In its role as an anabolic agent, HGH has been used by competitors in sports since at least 1982 and has been banned by the IOC and NCAA. Traditional urine analysis does not detect doping with HGH, so the ban was not enforced until the early 2000s, when blood tests that could distinguish between natural and artificial HGH were starting to be developed. Blood tests conducted by WADA at the 2004 Olympic Games in Athens, Greece, targeted primarily HGH. Use of the drug for performance enhancement is not currently approved by the FDA.

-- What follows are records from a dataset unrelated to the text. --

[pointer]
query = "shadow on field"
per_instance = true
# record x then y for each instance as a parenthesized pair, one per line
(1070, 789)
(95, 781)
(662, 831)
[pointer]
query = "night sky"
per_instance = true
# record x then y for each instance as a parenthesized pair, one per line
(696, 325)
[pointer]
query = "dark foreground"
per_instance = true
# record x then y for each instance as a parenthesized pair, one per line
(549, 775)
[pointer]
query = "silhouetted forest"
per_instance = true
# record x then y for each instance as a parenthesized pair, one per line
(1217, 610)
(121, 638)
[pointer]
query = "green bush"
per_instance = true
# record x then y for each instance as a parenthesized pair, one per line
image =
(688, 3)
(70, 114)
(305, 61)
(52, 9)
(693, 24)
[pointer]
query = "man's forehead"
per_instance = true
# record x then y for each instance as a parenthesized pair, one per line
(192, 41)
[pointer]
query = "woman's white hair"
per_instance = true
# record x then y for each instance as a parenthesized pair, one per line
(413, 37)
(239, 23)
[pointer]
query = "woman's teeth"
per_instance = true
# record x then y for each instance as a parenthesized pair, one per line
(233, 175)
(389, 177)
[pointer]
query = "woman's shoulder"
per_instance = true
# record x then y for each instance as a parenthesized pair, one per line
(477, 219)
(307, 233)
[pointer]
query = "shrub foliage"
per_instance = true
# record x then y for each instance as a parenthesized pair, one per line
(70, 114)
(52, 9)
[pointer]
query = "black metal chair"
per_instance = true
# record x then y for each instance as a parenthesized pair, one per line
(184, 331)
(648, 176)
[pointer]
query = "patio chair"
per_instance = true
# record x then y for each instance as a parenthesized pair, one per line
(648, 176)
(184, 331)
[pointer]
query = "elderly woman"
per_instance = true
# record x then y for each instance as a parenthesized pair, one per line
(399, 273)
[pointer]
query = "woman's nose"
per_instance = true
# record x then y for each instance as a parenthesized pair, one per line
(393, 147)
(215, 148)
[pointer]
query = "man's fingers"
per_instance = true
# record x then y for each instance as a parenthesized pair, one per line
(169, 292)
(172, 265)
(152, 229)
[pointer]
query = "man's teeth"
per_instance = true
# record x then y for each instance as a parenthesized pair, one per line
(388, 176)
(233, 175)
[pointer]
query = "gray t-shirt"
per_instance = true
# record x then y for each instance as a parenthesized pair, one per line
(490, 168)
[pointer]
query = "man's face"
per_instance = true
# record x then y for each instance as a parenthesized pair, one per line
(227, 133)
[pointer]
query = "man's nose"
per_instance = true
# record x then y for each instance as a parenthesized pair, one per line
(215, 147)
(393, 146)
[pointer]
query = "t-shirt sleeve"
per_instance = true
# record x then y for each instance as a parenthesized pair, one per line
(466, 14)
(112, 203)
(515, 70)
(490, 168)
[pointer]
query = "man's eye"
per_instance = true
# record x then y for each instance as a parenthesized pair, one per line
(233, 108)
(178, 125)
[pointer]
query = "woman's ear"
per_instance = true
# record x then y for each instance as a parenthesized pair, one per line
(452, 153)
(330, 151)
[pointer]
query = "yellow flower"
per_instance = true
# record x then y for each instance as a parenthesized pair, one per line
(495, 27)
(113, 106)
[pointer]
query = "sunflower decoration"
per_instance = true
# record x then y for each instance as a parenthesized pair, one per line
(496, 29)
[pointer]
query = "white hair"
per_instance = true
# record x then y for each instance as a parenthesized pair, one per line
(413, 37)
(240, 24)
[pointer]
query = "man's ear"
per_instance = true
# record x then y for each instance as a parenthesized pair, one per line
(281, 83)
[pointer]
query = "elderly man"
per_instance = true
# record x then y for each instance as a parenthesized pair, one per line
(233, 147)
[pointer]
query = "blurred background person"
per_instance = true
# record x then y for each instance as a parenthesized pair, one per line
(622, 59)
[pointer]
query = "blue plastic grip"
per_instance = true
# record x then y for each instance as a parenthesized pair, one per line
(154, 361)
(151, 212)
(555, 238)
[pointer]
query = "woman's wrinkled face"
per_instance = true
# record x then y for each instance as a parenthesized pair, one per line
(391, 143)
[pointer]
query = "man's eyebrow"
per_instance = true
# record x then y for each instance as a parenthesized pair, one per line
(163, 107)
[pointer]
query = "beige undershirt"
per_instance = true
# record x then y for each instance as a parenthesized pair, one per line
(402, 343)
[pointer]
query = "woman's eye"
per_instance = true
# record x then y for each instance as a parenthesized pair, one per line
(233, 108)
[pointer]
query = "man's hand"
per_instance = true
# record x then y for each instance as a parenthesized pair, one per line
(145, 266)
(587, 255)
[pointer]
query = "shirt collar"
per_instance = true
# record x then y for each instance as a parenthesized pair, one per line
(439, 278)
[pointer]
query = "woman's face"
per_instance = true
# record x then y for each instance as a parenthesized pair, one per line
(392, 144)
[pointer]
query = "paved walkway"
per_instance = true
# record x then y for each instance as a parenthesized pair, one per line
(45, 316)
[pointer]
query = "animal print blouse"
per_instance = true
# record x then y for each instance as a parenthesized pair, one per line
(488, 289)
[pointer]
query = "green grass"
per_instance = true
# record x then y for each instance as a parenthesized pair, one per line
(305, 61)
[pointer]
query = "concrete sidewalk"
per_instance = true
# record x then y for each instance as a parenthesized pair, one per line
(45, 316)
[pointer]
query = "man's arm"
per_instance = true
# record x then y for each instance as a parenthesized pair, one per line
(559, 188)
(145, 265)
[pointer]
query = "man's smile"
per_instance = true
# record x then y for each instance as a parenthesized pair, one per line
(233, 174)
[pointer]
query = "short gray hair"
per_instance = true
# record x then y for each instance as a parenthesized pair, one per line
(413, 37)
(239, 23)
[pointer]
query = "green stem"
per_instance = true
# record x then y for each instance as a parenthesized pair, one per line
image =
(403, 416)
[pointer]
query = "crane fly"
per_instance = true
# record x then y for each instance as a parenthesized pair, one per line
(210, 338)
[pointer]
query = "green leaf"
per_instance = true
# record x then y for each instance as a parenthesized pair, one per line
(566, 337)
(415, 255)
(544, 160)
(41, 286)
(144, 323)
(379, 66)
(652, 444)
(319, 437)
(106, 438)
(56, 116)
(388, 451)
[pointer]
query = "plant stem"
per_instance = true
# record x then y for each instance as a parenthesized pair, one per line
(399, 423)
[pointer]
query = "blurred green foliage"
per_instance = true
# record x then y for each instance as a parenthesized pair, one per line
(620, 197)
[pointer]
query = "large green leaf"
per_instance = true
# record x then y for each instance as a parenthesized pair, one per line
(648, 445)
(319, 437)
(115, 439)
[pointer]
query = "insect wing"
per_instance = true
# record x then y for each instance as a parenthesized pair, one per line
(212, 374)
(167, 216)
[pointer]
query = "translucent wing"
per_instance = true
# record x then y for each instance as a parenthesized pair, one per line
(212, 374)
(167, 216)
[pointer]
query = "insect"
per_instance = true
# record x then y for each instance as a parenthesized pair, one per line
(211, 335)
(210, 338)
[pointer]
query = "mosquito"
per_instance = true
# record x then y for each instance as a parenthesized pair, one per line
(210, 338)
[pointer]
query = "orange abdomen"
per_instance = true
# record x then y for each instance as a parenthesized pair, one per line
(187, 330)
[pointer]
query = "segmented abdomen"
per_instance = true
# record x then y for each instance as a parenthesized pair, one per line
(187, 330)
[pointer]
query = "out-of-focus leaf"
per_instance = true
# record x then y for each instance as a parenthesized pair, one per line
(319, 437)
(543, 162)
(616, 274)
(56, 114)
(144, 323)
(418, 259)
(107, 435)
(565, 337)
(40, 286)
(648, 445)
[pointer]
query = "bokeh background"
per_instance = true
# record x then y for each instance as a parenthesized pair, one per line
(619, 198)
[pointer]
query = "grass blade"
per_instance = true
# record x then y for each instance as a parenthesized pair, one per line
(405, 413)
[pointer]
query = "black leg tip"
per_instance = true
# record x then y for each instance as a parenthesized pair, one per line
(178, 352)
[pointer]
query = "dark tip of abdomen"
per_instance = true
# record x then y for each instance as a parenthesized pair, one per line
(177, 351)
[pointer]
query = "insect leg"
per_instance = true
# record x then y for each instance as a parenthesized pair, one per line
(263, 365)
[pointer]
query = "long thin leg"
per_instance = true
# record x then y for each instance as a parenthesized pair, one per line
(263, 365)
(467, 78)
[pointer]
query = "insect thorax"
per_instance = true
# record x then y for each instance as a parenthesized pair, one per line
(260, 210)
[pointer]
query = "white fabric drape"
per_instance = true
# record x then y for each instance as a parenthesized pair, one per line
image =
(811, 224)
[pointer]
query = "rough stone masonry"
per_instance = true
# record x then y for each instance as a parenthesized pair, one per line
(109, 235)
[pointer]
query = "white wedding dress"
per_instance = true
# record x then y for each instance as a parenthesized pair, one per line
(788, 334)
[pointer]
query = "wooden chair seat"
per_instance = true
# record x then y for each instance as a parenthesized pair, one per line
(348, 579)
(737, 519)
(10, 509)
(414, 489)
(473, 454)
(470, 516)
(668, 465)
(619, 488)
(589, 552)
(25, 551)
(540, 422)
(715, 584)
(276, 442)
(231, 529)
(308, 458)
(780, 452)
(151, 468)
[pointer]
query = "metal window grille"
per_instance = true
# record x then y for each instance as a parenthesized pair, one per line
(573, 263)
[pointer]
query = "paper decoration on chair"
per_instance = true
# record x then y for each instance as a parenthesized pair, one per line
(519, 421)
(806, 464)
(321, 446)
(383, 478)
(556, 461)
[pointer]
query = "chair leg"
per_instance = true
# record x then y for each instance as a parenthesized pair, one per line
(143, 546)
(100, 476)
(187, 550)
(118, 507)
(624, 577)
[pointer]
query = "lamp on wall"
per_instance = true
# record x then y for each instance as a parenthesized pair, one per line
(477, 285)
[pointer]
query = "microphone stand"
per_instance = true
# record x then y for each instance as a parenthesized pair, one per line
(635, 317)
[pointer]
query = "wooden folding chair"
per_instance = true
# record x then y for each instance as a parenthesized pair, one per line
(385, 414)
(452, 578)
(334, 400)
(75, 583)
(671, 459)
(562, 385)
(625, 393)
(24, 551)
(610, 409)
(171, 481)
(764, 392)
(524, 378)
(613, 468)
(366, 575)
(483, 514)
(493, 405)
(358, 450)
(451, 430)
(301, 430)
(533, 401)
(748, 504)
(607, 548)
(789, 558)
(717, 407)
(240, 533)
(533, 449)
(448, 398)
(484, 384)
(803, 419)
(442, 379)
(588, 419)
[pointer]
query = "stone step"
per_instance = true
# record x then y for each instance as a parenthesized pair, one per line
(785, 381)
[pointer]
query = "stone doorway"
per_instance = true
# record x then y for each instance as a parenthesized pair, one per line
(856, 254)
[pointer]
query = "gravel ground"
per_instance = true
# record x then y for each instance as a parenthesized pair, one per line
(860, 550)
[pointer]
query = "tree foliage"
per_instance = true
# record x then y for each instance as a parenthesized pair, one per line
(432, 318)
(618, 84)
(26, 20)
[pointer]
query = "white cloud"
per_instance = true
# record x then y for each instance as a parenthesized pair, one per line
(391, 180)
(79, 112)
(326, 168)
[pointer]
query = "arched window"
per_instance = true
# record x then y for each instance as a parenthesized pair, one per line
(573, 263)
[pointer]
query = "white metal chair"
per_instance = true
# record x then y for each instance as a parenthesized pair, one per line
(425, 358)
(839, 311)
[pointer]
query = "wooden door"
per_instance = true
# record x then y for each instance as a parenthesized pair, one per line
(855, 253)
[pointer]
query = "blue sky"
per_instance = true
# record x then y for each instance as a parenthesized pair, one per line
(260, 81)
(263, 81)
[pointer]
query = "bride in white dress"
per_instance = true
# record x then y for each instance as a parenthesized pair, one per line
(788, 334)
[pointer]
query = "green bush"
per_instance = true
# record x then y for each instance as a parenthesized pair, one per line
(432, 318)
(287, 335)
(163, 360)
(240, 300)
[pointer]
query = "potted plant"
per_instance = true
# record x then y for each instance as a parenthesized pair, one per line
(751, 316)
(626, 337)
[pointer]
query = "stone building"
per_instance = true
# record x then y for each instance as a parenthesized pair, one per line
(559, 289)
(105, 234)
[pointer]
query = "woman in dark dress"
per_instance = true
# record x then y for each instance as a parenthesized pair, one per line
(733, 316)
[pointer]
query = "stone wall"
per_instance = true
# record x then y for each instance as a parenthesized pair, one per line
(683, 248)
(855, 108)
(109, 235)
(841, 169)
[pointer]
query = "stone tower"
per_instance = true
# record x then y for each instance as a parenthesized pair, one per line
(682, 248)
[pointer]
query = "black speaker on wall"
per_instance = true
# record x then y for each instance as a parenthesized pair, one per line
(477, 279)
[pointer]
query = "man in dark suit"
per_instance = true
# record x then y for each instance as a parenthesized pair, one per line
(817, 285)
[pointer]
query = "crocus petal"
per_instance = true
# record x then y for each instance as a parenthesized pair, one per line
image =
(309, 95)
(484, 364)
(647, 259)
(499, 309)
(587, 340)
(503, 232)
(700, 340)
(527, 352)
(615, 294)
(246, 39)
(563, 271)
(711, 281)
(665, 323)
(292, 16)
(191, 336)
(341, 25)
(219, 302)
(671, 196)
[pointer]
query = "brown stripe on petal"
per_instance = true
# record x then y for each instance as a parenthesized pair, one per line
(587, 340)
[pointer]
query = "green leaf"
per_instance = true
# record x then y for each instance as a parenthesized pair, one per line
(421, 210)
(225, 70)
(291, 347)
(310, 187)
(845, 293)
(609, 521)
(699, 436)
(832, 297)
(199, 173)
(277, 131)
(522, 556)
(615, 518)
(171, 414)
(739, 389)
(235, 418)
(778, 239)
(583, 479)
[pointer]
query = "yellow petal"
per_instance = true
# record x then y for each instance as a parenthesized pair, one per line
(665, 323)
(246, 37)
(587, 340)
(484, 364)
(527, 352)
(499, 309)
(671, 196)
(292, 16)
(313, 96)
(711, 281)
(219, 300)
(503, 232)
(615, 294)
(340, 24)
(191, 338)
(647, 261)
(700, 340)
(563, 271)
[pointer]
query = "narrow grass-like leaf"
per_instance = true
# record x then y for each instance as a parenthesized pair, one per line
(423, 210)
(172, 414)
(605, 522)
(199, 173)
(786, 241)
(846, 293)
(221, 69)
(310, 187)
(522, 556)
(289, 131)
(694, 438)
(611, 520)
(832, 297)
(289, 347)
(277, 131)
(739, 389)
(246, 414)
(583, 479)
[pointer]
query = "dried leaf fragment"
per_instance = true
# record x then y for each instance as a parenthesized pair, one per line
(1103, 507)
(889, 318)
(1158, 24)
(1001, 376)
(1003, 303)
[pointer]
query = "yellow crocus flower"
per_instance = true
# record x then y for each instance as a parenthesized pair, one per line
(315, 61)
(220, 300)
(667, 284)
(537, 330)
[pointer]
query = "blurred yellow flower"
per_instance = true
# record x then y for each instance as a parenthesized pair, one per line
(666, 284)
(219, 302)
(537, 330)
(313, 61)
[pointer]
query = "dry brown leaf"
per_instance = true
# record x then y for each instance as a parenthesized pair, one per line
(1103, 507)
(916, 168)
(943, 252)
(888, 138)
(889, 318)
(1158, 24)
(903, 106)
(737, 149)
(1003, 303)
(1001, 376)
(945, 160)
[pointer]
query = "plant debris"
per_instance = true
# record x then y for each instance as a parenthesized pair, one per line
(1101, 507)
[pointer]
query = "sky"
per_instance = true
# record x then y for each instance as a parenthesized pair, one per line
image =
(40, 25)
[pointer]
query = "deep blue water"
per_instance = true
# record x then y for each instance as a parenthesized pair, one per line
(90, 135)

GH has been studied for use in raising livestock more efficiently in industrial agriculture and several efforts have been made to obtain governmental approval to use GH in livestock production. These uses have been controversial. In the United States, the only FDA-approved use of GH for livestock is the use of a cow-specific form of GH called bovine somatotropin for increasing milk production in dairy cows. Retailers are permitted to label containers of milk as produced with or without bovine somatotropin.

==Nomenclature==

The names somatotropin (STH) or somatotropic hormone refer to the growth hormone produced naturally in animals and extracted from carcasses. Hormone extracted from human cadavers is abbreviated hGH. The main growth hormone produced by recombinant DNA technology has the approved generic name (INN) somatropin and the brand name Humatrope and is properly abbreviated rhGH in the scientific literature. Since its introduction in 1992, Humatrope has been a banned sports doping agent and in this context is referred to as HGH.

The term growth hormone has been incorrectly applied to refer to anabolic sex hormones in the European beef hormone controversy, which initially restricts the use of estradiol, progesterone, testosterone, zeranol, melengestrol acetate and trenbolone acetate.

==Biology==

===Gene===

Genes for human growth hormone, known as growth hormone 1 (somatotropin; pituitary growth hormone) and growth hormone 2 (placental growth hormone; growth hormone variant), are localized in the q22-24 region of chromosome 17 and are closely related to human chorionic somatomammotropin (also known as placental lactogen) genes. GH, human chorionic somatomammotropin, and prolactin belong to a group of homologous hormones with growth-promoting and lactogenic activity.

===Structure===
The major isoform of the human growth hormone is a protein of 191 amino acids and a molecular weight of 22,124 daltons. The structure includes four helices necessary for functional interaction with the GH receptor. It appears that, in structure, GH is evolutionarily homologous to prolactin and chorionic somatomammotropin. Despite marked structural similarities between growth hormone from different species, only human and Old World monkey growth hormones have significant effects on the human growth hormone receptor.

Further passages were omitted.